Since the Newtown tragedy we have all heard a lot of talk about teachers keeping weapons in their classrooms as a way to deal with a potentially violent intruder.
If you're wondering where school administrators here in Connecticut stand on the issue of arming teachers there is a common sentiment that teachers, schools and guns are a bad combination.
"A police officer was trained to work in schools, one of the things that was recommended against very strongly was arming teachers and principals because when it comes down to it is that you need to make sure the person who has that firearm knows how to use it in a school setting," said Joe Cirasuolo of CT Assoc. of Public School Superintendents.
The entire educational community has been especially touched by the tragedy in Newtown last month.
One administrator says she's been moved by the outpouring of love she seen from those outside of Connecticut.
"In the past couple of weeks, I've been in three different cities on business trips. I've experienced strangers in the airport come up to me and offer a hug and ask a question, they saw the flight was coming in from Connecticut and they stopped their progress to where ever they were going to and said hey, we just want to let you know our hearts go out to all of you in Connecticut," said Karissa Niehoff of CT Assoc. of Schools.

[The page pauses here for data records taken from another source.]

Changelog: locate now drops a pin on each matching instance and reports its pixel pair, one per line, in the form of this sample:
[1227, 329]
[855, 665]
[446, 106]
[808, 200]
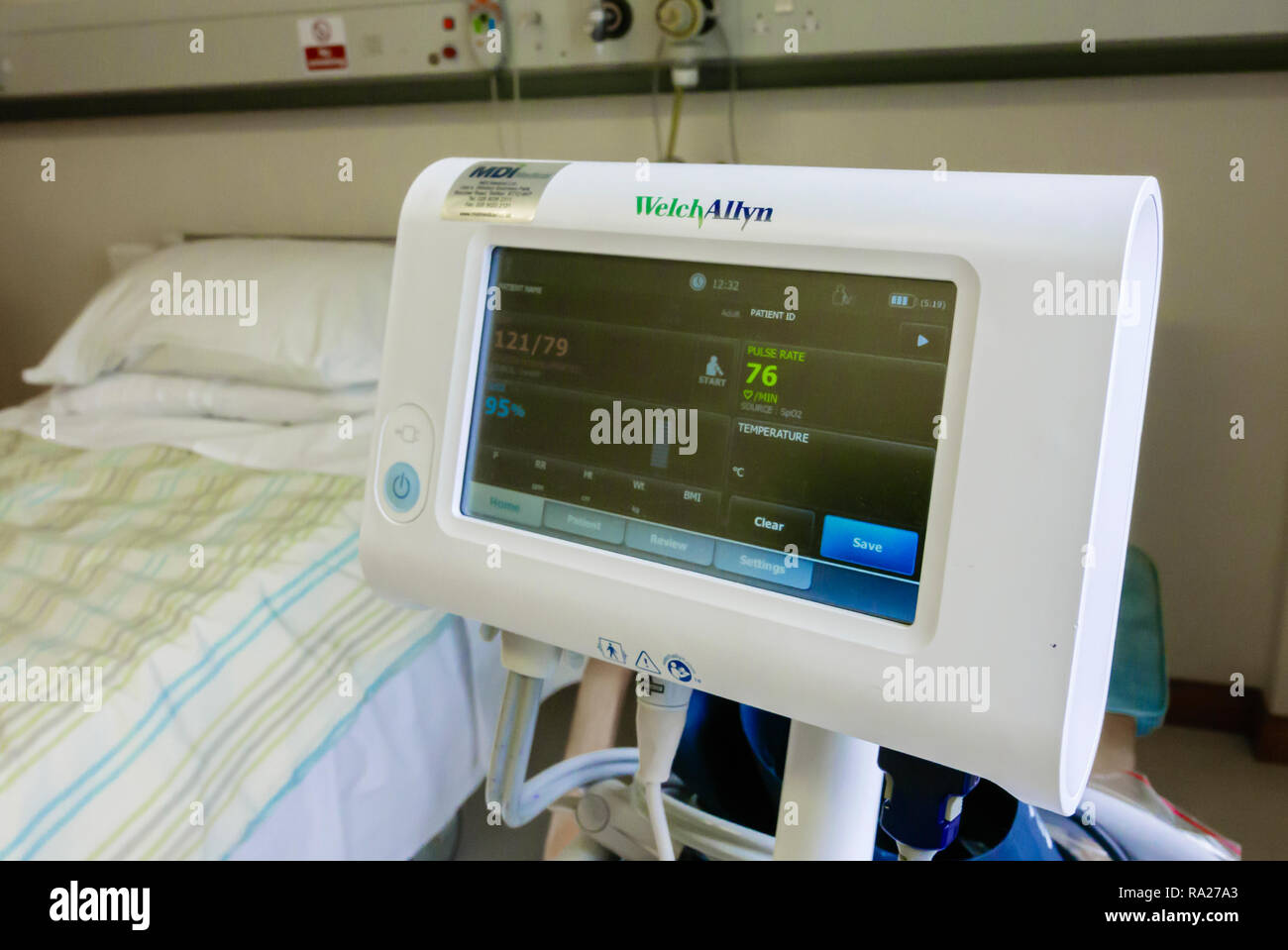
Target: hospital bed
[180, 514]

Administrators are focusing in on four key responses to the issue of school security: prevention, preparedness, response and recovery.
Simply enough in concept, much tougher in terms of making it all work.
"Anyone who thinks there's one thing you can do that is going to solve the problem is making a mistake," said Cirasuolo.
And with Sandy Hook still fresh on all of our minds, administrators believe dealing more effectively with mental illness will also be a key factor in preventing future tragedies.
"The key again is as we've said this morning, it's a community, it's a collaborative effort on the part of all necessary people to provide ongoing resources and support," said Niehoff.
Clearly in these times this is a subject we will hear a great deal more about in the coming weeks and months as districts across the state and nation grabble with these critical issues.